By John J. Kruzel / American Forces Press ServiceJuly 16, 2007
BETHESDA, Md., July 6, 2007 - Taking a break from Gulf diplomacy, Secretary of State Condoleezza Rice spent some time this afternoon at Congressional Country Club here focusing on golf diplomacy.
Around 3 p.m., the secretary arrived at the 13th hole to meet with seven Army special forces soldiers and two wounded war veterans. The soldiers and veterans are representative of thousands of servicemembers honored this week during the AT&T National PGA golf tournament hosted by Tiger Woods.
Woods, whose father Earl Woods was an Army special forces soldier for 12 years, has infused the inaugural tournament, which runs July 3-8, with tributes to troops.
"This is a very special tournament for Tiger Woods and all of these great golfers, and the PGA Tour to really put together an event that honors our troops, honors their service, and honors their sacrifice," Rice said.
As she walked the grounds here, Rice described sensing a palpable feeling of support for America's troops. She said Americans understand that military service requires troops and families to make great sacrifices, commit to long deployments and sometimes lose comrades.

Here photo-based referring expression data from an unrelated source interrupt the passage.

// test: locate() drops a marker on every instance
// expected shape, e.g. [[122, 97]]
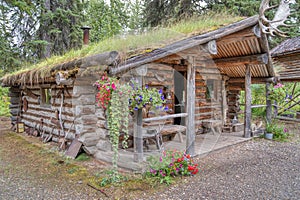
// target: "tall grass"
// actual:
[[4, 102], [132, 44]]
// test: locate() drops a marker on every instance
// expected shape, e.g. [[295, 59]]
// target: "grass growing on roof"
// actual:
[[130, 45]]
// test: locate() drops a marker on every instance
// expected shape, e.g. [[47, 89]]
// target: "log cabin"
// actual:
[[202, 75]]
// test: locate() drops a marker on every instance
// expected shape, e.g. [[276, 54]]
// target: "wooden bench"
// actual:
[[154, 129], [213, 124]]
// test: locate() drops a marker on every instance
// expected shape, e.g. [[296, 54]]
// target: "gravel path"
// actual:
[[257, 169]]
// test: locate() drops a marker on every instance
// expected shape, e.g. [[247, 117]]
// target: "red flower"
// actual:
[[196, 170], [191, 168], [113, 86]]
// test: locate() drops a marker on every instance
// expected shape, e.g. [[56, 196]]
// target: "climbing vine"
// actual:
[[119, 100]]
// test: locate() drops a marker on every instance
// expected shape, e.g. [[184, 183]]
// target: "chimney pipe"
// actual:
[[86, 34]]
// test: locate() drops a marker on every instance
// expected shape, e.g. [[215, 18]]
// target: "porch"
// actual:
[[204, 144]]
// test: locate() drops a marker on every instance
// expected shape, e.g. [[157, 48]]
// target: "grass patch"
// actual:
[[4, 102], [83, 157], [130, 45]]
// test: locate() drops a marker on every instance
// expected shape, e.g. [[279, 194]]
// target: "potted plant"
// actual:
[[270, 126]]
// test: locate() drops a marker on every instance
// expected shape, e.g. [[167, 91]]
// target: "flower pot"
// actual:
[[269, 136]]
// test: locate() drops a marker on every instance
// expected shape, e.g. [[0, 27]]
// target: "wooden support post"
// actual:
[[137, 132], [268, 103], [190, 120], [247, 132]]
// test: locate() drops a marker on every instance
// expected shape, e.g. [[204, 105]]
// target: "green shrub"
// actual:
[[4, 102], [171, 164]]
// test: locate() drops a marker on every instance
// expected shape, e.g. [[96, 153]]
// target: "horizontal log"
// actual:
[[254, 80], [32, 122], [165, 117], [288, 119], [243, 60]]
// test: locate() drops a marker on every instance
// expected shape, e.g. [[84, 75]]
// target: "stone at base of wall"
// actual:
[[90, 150], [125, 160], [103, 145]]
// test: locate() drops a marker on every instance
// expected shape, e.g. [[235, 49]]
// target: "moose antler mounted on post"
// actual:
[[271, 26]]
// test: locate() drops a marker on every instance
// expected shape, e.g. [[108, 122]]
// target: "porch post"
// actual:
[[190, 107], [247, 131], [268, 103], [137, 131]]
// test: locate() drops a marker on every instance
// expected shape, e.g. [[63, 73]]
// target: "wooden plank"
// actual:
[[240, 60], [165, 117], [253, 80], [190, 121], [288, 119], [248, 98], [137, 131], [268, 104]]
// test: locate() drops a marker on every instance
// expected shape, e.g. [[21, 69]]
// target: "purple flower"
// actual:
[[153, 171]]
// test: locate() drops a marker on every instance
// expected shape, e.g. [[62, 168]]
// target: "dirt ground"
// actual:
[[30, 169]]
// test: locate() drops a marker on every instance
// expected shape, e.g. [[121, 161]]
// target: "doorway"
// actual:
[[179, 95]]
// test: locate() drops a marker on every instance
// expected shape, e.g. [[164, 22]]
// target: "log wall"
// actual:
[[233, 98], [45, 116], [15, 103]]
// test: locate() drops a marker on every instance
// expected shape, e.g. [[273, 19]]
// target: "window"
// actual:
[[212, 89], [45, 97]]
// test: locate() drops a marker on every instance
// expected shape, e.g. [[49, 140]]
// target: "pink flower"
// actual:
[[113, 86]]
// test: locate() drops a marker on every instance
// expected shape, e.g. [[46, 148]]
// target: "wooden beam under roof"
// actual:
[[243, 60]]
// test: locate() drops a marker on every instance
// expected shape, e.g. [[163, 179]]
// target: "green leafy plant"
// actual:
[[277, 93], [82, 157], [112, 178], [119, 100], [171, 164], [4, 102], [280, 133]]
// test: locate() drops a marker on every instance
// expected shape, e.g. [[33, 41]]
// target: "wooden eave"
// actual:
[[287, 56], [234, 42]]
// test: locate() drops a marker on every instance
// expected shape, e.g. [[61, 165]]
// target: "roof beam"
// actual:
[[253, 80], [243, 60]]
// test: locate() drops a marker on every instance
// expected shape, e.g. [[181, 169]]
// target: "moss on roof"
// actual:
[[129, 45]]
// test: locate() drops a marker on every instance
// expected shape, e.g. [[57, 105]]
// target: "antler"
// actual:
[[281, 15]]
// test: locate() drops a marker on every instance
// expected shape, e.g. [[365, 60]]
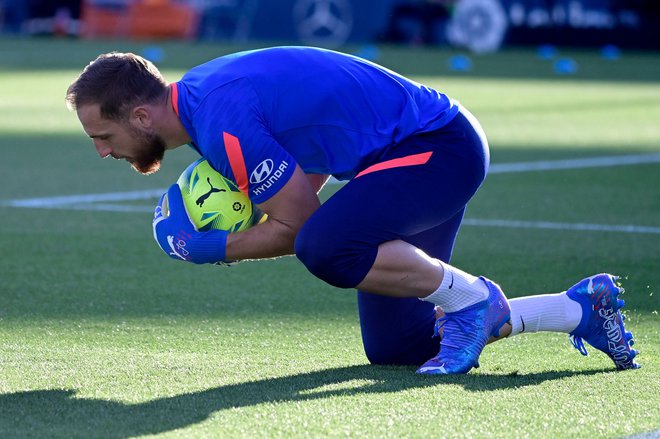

"I have not seen a person out here who has seen somebody in uniform (and let them) pass by," she said. "They thank (servicemembers) for what they're doing. That makes a real difference for the country, because I know that our troops know that they're being supported, but it's also important for the American people to have a way to show that support."
Retired Army Sgt. Michelle Saunders, who was wounded in Iraq, said the outpouring of support humbles her.
"We signed up, we raised our right hand because we wanted to; it wasn't because we were forced to," she said. "I know a lot of people on the receiving end say it's humbling for them, but it's actually very humbling for us."
Saunders and a group of servicemembers will be treated to a day on the links here July 9, a day after the official tournament ends. Playing on a tournament-quality course is a rare opportunity that few have the fortune to enjoy, she said.
Woods actually played in a golf foursome July 4 that included two servicemembers. He and tournament sponsors will give 30,000 tournament tickets to U.S. military personnel over the course of the tournament week, and those attending will be able to enjoy the view from a special seating gallery, and snack on discounted concessions after showing military identification.
"My dad was retired, but I grew up on a military base, and played golf there and that was my home course," Woods said during the July 4 opening ceremony. "For me, all my life, I've been part of the military.
"I've always been around (servicemembers)," he said. "I understand the commitment it takes for men and women to do what they do each and every day. That's a commitment that I don't think that people truly understand."
Allison Barber, the deputy assistant secretary of defense for internal communications and public liaison, called the tournament the "perfect package" to express support for servicemembers.
"The PGA Tour goes out of its way to use the golf world to highlight and thank our troops," Barber said. "And then you have Dr. Rice - and there's nobody busier - and she comes out, not just to watch golf, but she wanted to come out and thank the Tiger Woods Foundation, thank the PGA Tour, but she really wanted to spend time with our troops.
"I think if our troops got one message this weekend, the message should be that everybody is doing what they can do, within their worlds, to show that they support the troops," Barber said. "And the message is so clear that the American people do support our men and women in the military."
Woods and his father established the Tiger Woods foundation in 1996 with the mission of empowering young people to dream big and set goals to achieve those dreams through community-based programs, according to the foundation's Web site. To date, the foundation has helped an estimated 10 million children.
In conjunction with the AT&T National tournament, Woods' foundation donated thousands of cards that will eventually reach servicemembers.
"The Tiger Woods foundation created post cards with the America Supports You message on there, and wanted to make sure that people had the opportunity to write a message to our troops and their families," Barber said.
As golf tournament attendees rode shuttle buses that drove them to various destinations on the tournament grounds, they were given a chance to write personalized messages on the cards, she noted.
"We're taking those cards and giving them to our America Supports you homefront groups to be included in care packages, so they'll go right out to our forward-deployed troops," she said. "We're desperate for our troops and their families to know that no matter what the policy debate is, and (despite) the political scenario, one message is clear: America supports you."